In other words, he’s showing off: It’s different than conspicuous consumption as we know it, but this is still consumption, and it’s still conspicuous. The point, in fact, is to be conspicuous, albeit in a less blingy manner than we’ve seen in the past. The marketers are banking on a freshly tweaked, but still largely unchanged “keeping up with the Joneses” mentality—one that’s probably been around since the pyramids were built in Egypt and will probably always be a part of human nature.
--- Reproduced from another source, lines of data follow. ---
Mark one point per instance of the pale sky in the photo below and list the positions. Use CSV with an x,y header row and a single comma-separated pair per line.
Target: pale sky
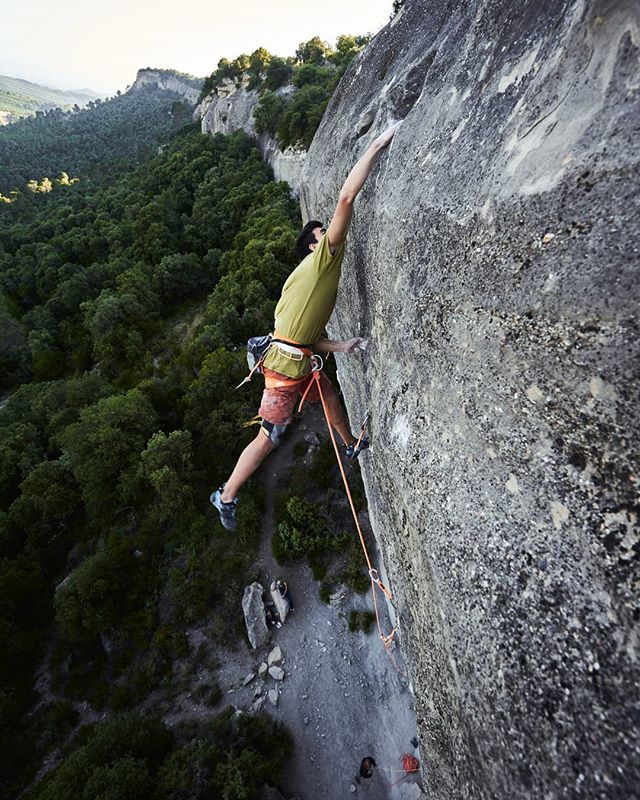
x,y
100,44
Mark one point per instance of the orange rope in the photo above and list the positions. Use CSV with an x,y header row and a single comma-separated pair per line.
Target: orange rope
x,y
387,639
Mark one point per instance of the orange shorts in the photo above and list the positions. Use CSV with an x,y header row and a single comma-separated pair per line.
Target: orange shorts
x,y
281,395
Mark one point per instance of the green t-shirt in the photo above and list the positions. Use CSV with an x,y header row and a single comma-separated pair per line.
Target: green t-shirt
x,y
307,301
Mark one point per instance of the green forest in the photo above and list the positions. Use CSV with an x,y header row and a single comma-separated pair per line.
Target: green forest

This is all to be expected, but the coldness of the marketing approach turns my stomach. From the WSJ:

Financial giant UBS AG figures investors are dealing with what neurobiologists it consulted call “memory trace” — emotional turmoil that persists after a traumatic event. The market plunge a year ago left many investors afraid to take on risk, said Mike Ryan, head of UBS wealth-management research. “You have to be reconditioned to take on risk again,” Mr. Ryan said.

Reconditioned. Like battle-scarred soldiers, or like dissidents needing Big Brother- or A Clockwork Orange-style reeducation. Or like lab rats.

Certainly, taking no risks is bad for the individual and the economy, but taking stupid risks is worse, and we have the mortgage mess as exhibit A.

In some ways, marketers are in a battle against time, and against consumer habits that seem to be solidifying. A Harvard marketing professor, quoted in the WSJ story, says that the longer the recession mentality lasts:

“the more people discover more cost-effective ways to live, and those coping mechanisms become engrained.”

Marketers don’t want people to get used to saving, in the same way that luxury stores don’t want shoppers to come to expect discounts. But for a sizeable, newly wide-eyed chunk of the population, the cat is out of the bag.

They realize that they don’t have to eat out three or four nights a week, that they hate banks and credit card companies siphoning off their money with odd fees and soaring interest rates, that they don’t need to buy clothes they’re only going to wear once, and that they really really like having some money socked away in their savings accounts.